Indeed, Kenneth Kaunda’s fondness for the style saw the outfit named after him in many parts of Africa. Prior to this, the outfit was mostly known as Safari Suits or Mao Suits.
Kenyans were the first to name Safari Suits after Kenneth Kaunda because of the way he promoted them, the former Zambian leader told CNN in 2014.
“It’s a distinct identity, when you think of iconic figures you also think of what they wore,” said Rwandan top stylist Mathew Rugamba, the owner of clothing brand House of Tayo. “It was a fashion statement for iconic African leaders, like Kenneth Kaunda.”
Kaunda Suits, he says, “were mostly synonymous with the fathers of pan-Africanism, which is why people still love them, they are a symbol of African solidarity and patriotism.”
“People view Kaunda Suits as one of the sources of African fashion,” he says, adding that the late president Kaunda, fondly known as KK, refused to wear ties and instead embraced a stylish African fabric.
Ryan Olivier, a Kigali-based fashion designer, says: “Kaunda Suits remain an important piece in the closet even in this era. It has transcended generations.”
“We should continue to wear the fabric, not just for its stylish look, but also as a tribute to the legacy of the heroes of Africa’s independence.”
Solomon Mukama, a Rwandan historian, praised Kenneth Kaunda for promoting the style, which he says was a signature fabric for pan-Africanists.
“They were mostly short-sleeved, and the shirt had four pockets. Kaunda Suits, along with the Kitenge shirts from Zimbabwe, Zaire (present-day DR Congo) and Ghana, had virtually become the dress code of every African nationalist,” he says.
Mukama adds: “KK rejected the imperialistic cultural hegemony of Europeans and promoted a brand that reminded people of the Africanisation agenda that people like Robert Mugabe, Nkwame Nkurumah and Julius Nyerere were spearheading.”
John Gatera, a senior citizen, explains what it felt like to wear a Kaunda Suit back in the day.
“I regularly wore a Kaunda Suit during the late 80s through mid-90s,” he recalls. “They were common among the working class. I personally liked them because they were soft and mostly short-sleeved. The fabric represented the uniqueness of Africans and differentiated us from the colonisers,” Gatera says.

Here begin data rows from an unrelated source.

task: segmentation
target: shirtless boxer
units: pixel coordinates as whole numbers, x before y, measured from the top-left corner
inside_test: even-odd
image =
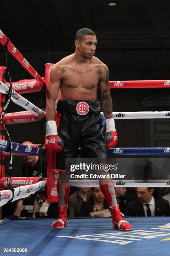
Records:
[[[82,157],[106,159],[106,143],[109,148],[114,146],[117,141],[112,115],[109,72],[107,66],[94,56],[97,44],[92,31],[80,29],[75,36],[75,53],[54,65],[50,72],[47,95],[45,144],[47,151],[57,152],[56,169],[61,170],[58,186],[59,216],[52,223],[52,228],[61,228],[68,225],[70,185],[64,171],[65,159],[77,157],[80,143]],[[98,87],[105,118],[105,138],[100,116],[100,103],[97,100]],[[58,134],[55,102],[59,90],[62,99],[58,102],[57,111],[61,117]],[[124,220],[120,212],[111,179],[100,179],[99,183],[110,207],[113,228],[131,230],[131,225]]]

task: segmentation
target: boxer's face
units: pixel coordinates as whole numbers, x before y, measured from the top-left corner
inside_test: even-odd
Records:
[[[105,197],[103,193],[102,193],[100,187],[95,187],[93,189],[92,193],[94,196],[94,199],[97,202],[100,203],[104,201]]]
[[[152,199],[153,189],[149,191],[147,187],[137,187],[137,195],[139,201],[144,204],[147,204]]]
[[[78,188],[79,190],[85,193],[85,192],[88,192],[90,188],[88,187],[79,187]]]
[[[77,48],[81,55],[85,59],[91,59],[94,55],[97,46],[95,36],[86,36],[81,41],[77,42]]]

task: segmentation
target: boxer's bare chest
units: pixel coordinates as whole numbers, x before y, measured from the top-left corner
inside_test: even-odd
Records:
[[[102,70],[98,65],[62,66],[60,72],[62,86],[90,89],[98,86]]]

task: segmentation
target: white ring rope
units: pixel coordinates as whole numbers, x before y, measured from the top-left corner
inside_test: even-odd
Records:
[[[13,198],[11,202],[27,197],[45,187],[46,180],[42,180],[37,183],[18,187],[14,189]],[[0,191],[0,207],[5,205],[12,198],[12,192],[9,189]]]

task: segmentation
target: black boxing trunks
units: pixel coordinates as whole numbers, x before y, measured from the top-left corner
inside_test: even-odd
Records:
[[[57,111],[61,114],[58,134],[64,142],[62,151],[56,154],[57,169],[65,170],[65,159],[77,158],[80,146],[82,158],[106,158],[99,101],[61,99]]]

“Wearing a Kaunda Suit back then felt like an achievement. KK had elevated the style to a dress code for the African elite and pan-Africanists. Everyone looked forward to owning the piece and worked hard for it,” he recollects.
Many notable post-independence African leaders, including Sam Nujoma (Namibia), Samora Machel (Mozambique) and Julius Nyerere (Tanzania), were also known for their fondness of the Kaunda Suit.
Many of these iconic figures generally disliked wearing neckties as they identified them with European colonial rulers and western imperialists.